SNC-Lavalin fait face à deux accusations dans ce dossier.
Photo: Ryan Remiorz La Presse canadienne SNC-Lavalin fait face à deux accusations dans ce dossier.

L’enquête préliminaire de la firme de génie-conseil SNC-Lavalin, accusée de fraude et de corruption pour des actes commis en Libye, a débuté lundi matin au palais de justice de Montréal et devrait durer près de trois semaines.

SNC-Lavalin fait face à deux accusations dans ce dossier, soit corruption d’agents publics étrangers et fraude. Les accusations touchent une période allant de 2001 à 2011. Selon les accusations portées par la GRC, la firme aurait versé une somme de près de 48 millions à des agents libyens dans le but d’influencer les décisions de leur gouvernement.

L’enquête préliminaire, qui permet de tester la solidité de la preuve, est frappée d’une ordonnance de non-publication qui empêche les médias de rapporter les propos tenus devant le juge Claude Leblond.

L’enquête préliminaire devrait nécessiter 13 jours d’audition. Une douzaine de témoins devraient être entendus, dont d’anciens dirigeants de SNC-Lavalin.

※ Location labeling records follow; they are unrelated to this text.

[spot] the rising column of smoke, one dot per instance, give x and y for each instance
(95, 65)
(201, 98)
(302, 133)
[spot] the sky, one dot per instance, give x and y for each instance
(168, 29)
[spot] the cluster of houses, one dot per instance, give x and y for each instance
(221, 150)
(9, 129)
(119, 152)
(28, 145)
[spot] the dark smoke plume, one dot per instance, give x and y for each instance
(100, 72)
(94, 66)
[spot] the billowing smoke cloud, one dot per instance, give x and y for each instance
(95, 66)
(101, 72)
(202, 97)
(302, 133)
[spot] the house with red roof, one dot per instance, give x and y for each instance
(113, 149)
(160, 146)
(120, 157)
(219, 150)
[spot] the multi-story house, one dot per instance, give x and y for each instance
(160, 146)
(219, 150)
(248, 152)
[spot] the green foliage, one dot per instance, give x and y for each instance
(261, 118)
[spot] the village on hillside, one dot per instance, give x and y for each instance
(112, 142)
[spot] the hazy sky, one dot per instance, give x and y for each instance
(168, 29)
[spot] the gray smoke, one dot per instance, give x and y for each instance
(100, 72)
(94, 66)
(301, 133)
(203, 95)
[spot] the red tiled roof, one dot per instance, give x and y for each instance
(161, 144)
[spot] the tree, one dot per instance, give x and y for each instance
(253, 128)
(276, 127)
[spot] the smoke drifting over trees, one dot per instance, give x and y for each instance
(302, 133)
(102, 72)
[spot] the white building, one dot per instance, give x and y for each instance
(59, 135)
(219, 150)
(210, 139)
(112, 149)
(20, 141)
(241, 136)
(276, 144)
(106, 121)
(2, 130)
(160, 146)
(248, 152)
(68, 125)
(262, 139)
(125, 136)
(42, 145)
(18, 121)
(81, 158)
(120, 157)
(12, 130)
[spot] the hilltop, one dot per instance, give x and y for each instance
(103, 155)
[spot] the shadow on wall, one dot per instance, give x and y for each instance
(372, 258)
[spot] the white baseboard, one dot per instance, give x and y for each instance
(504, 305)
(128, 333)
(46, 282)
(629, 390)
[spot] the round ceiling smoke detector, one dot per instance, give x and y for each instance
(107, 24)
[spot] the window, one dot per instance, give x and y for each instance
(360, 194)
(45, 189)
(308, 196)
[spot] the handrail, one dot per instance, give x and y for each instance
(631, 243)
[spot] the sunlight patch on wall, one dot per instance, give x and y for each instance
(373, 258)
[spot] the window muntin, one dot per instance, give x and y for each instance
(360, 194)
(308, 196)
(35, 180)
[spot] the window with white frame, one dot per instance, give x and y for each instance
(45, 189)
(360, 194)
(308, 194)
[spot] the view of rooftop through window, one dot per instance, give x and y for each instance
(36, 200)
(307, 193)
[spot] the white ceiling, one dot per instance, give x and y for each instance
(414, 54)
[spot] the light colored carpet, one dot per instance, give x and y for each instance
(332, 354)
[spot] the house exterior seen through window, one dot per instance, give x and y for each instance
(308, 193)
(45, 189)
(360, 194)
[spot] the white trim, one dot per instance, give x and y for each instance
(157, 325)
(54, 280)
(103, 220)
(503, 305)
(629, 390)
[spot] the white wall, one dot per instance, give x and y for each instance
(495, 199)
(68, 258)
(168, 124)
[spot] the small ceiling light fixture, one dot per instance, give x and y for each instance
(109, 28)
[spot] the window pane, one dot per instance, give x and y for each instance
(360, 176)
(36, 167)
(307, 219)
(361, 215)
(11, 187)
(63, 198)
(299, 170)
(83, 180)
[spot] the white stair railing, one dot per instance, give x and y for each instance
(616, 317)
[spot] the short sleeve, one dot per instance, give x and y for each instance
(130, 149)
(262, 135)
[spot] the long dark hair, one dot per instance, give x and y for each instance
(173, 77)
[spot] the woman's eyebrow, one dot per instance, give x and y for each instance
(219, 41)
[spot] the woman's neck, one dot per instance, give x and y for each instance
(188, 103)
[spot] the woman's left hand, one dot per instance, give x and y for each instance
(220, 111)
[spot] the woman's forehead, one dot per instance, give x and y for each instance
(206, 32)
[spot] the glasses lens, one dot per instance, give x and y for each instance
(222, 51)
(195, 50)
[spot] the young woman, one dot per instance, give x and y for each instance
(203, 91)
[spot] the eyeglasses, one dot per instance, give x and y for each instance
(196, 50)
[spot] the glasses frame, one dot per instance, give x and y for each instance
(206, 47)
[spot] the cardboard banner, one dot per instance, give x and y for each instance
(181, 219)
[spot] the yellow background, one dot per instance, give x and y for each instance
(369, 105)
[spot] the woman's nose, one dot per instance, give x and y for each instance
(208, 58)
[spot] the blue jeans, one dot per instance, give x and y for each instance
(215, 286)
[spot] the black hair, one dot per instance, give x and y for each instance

Le policier de la GRC Paul Vincelette a été le premier témoin appelé à la barre lundi matin.

L’accès à des contrats en jeu

Le Service des poursuites pénales du Canada (SPPC) a récemment refusé de négocier un accord de réparation avec la firme d’ingénierie. Si SNC-Lavalin devait être reconnue coupable, elle pourrait être privée de contrats fédéraux pour une période allant jusqu’à 10 ans.